Used for text translation
$BLEU metric = Avg(precision across range of n-gram sizes)$

Full fine-tuning is too taxing. PEFT can save space and be flexible.

Selective: Select a subset of the initial LLM parameters to fine-tune.
Reparameterization: Reparameterize model weight using a low-rank representation. (LoRA)
Adaptive: add trainable layers or parameters to the model

1. Freeze most of the original LLM weights.
2. inject 2 rank decomposition matrices.
3. Train the weights of the smaller matrices.
   Steps to update the model for inference:
4. Matrix multiply the low-rank matrices.
   ${B}\times{A}$
5. Add to original weights.
   $Freezed weights + {B}\times{A}$
   By doing this, we can efficiently reduce the parameters that we adjust, so it can perform on a single GPU.

Prompt tuning is not Prompt engineering.
Prompt tuning means adding additional tokens in inputs. Those tokens are called Soft Prompts.
Prompt tuning can be as successful as Full fine-tuning.

Models' behaving badly:
Toxic language
Aggressive responses
Providing dangerous information

HHH is a standard to evaluate the model's behavior.
HHH:
Helpful
Honest
Harmless

Fine-tuning with human feedback is better than initial fine-tuning, no fine-tuning, and even the reference human baseline.
RLHF can maximize helpfulness and relevance, minimize harm, and bypass dangerous topics.

The agent will get feedback from the environment.
The goal is to get the maximum cumulative reward from the environment.

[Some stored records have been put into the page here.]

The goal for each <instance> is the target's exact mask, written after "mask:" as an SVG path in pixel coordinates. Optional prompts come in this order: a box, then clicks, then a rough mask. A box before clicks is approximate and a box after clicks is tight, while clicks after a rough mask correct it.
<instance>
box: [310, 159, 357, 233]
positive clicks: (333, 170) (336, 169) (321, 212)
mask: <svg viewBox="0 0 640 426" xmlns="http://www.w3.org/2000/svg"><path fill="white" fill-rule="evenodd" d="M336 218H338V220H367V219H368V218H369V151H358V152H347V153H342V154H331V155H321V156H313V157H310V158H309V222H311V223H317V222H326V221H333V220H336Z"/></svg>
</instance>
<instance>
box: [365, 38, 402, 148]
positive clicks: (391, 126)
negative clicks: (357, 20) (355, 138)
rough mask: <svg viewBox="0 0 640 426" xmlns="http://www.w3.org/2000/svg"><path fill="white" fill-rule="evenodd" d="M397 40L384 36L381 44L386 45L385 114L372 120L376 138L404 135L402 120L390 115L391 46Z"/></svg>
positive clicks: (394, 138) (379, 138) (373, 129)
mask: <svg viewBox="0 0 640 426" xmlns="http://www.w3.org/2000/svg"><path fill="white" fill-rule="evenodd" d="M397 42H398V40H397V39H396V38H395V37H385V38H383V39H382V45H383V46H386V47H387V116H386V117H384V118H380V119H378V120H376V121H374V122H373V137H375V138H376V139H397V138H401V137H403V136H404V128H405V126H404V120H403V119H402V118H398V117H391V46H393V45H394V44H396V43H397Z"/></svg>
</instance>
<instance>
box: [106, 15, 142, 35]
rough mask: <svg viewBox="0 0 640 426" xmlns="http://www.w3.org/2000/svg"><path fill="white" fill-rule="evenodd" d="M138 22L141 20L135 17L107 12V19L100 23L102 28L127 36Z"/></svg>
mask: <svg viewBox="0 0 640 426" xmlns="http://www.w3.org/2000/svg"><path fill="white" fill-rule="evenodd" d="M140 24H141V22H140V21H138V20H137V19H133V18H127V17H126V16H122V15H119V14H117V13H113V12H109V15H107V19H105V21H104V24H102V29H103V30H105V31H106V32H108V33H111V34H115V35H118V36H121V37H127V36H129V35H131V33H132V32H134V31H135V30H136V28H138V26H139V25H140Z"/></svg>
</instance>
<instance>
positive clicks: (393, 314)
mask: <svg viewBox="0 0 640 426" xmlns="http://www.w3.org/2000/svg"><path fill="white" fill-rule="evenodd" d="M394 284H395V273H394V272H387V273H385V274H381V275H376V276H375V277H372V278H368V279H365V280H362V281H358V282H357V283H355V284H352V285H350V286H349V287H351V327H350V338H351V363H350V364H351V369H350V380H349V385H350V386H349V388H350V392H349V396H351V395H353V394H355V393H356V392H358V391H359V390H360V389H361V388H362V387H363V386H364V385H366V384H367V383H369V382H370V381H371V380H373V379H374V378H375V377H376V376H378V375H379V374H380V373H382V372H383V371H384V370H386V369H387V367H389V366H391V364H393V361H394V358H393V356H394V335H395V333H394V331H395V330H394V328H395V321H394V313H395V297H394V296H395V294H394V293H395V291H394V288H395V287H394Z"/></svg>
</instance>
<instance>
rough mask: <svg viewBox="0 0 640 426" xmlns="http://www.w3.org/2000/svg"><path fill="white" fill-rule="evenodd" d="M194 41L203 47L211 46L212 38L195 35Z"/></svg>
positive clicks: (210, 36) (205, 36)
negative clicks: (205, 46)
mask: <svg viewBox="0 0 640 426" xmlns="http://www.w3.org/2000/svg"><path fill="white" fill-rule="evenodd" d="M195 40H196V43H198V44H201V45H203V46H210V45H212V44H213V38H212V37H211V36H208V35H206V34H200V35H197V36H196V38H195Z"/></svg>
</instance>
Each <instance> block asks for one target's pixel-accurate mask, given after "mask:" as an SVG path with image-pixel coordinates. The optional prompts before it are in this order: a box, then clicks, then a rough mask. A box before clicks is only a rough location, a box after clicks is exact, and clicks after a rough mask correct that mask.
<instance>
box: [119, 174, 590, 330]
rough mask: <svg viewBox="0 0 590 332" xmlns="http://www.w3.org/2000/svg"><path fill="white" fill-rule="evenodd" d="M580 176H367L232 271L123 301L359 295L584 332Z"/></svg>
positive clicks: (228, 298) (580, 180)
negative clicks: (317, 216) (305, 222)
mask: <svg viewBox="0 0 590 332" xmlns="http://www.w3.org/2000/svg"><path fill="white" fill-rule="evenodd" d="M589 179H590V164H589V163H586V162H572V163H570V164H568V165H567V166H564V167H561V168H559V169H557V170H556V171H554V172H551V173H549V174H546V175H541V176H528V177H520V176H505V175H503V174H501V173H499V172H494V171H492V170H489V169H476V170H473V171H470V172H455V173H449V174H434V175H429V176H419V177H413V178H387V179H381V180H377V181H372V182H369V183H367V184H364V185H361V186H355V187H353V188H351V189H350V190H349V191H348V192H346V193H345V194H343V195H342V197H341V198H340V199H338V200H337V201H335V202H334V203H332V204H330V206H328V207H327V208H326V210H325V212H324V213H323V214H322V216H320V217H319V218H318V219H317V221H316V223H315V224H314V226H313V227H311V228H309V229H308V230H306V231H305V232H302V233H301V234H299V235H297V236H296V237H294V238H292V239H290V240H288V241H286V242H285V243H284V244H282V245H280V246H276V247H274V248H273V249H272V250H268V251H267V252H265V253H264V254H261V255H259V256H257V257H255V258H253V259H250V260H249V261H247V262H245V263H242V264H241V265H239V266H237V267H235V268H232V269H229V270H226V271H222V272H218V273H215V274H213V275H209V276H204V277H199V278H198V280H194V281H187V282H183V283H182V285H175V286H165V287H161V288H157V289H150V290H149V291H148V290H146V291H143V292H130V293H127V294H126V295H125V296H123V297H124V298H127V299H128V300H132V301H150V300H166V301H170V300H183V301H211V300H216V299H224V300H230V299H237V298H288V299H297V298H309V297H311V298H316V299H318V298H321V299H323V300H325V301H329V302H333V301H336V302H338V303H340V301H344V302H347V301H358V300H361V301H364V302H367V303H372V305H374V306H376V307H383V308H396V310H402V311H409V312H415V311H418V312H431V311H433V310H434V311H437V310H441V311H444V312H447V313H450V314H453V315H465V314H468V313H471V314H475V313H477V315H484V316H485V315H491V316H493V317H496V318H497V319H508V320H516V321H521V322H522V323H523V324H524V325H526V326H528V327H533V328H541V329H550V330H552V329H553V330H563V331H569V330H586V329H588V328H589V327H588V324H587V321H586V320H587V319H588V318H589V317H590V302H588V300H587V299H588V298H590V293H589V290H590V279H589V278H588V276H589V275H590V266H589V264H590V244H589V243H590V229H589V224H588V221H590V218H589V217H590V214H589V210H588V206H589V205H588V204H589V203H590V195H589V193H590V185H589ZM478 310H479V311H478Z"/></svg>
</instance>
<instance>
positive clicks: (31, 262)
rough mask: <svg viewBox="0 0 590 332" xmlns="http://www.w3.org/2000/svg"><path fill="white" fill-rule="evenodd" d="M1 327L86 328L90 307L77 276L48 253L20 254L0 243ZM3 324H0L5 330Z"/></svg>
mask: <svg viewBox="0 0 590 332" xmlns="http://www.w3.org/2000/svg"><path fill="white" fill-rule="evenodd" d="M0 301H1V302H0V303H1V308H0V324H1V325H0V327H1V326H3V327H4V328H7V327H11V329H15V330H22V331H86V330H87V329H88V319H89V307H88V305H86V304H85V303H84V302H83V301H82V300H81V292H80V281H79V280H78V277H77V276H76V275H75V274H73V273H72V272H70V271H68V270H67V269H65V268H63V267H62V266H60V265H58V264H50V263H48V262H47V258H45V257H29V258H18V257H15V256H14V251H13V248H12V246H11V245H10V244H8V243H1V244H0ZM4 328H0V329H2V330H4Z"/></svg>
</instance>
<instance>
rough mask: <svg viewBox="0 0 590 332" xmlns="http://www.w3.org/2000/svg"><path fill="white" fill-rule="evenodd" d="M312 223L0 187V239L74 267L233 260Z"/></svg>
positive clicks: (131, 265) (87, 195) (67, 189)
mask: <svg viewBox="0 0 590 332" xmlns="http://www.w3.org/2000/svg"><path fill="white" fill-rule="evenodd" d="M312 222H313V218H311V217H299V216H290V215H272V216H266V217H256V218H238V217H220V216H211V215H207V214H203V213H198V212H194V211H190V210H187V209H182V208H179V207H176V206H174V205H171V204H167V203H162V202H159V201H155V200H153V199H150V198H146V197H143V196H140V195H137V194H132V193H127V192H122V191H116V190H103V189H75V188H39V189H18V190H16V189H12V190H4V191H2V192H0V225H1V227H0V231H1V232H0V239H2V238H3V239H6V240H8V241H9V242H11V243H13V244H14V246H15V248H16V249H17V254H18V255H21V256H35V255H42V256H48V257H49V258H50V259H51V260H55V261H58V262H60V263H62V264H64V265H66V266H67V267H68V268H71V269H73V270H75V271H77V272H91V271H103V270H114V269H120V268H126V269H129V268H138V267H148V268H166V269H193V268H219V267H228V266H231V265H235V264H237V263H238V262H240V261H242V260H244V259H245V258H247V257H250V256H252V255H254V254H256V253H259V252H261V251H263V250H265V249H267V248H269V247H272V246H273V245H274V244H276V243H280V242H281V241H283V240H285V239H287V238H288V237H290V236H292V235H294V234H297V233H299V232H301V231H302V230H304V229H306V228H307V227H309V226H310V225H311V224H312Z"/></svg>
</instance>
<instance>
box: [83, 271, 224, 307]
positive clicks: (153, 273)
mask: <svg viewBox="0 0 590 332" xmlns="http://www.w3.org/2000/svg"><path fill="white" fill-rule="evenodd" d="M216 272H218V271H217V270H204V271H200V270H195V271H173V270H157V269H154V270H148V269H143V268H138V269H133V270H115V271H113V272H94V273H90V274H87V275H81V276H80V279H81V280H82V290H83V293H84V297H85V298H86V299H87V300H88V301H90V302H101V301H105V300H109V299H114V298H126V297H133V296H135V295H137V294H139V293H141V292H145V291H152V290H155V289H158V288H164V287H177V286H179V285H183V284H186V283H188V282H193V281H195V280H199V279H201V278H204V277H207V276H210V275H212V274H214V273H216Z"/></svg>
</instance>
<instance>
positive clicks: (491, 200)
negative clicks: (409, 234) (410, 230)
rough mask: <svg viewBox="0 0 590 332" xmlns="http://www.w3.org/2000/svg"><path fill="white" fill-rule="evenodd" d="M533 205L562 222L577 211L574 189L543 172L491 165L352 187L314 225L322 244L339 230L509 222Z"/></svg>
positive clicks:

If LLMs achieve HHH standards, then the reward is higher than if they don't.

Define the model alignment criteria like helpfulness, honestness, or harmlessness.
Prompt -> LLM -> several completions
Label the completions by the standard.
The score may be divided from person to person, so we have to collect multiple responses from different people.

Use the reward model as a binary classifier (positive or negative).

Prompt Dataset -> RL-updated LLM -> Reward Model -> RL algorithm -> (go back to RL-updated LLM) (iterate until it aligns human responses)

PPO is an RL algorithm.
The goal is to update the policy so that the reward is maximized.

The reward model will value the completion.
PPO is to minimize value loss to tell LLM whether this time is a good training.

Calculate policy loss:
Maximizing this expression results in a better human-aligned LLM.
Calculate entropy loss:
Entropy makes the model remain creative.
Higher entropy leads to higher creativity.
Objective function:
$L^{PPO} = L^{POLICY} + c1L^{VF} + c2L^{ENT}$

After many iterations, the human-aligned model will come out.

If we use a very harmful model to evaluate the result, we may have trained a very bad model.
How to avoid Reward hacking:
KL Divergence Shift Penalty
This will compare RL-updated LLM with the Reference Model.
KL Divergence Shift Penalty gets added to the reward and put into PPO with the reward.
How to evaluate the human-aligned LLM:
Give a test dataset.
Make the Instruct LLM and the Human-aligned LLM generate the output.
Feed the reward model with their outputs.
Compare their score to evaluate whether the human-aligned LLM is better than the Instruct LLM.

RAG is used for improving the model's accuracy and fact-checking by accessing the external resource.

By giving step-by-step procedures, LLMs can produce more accurate output.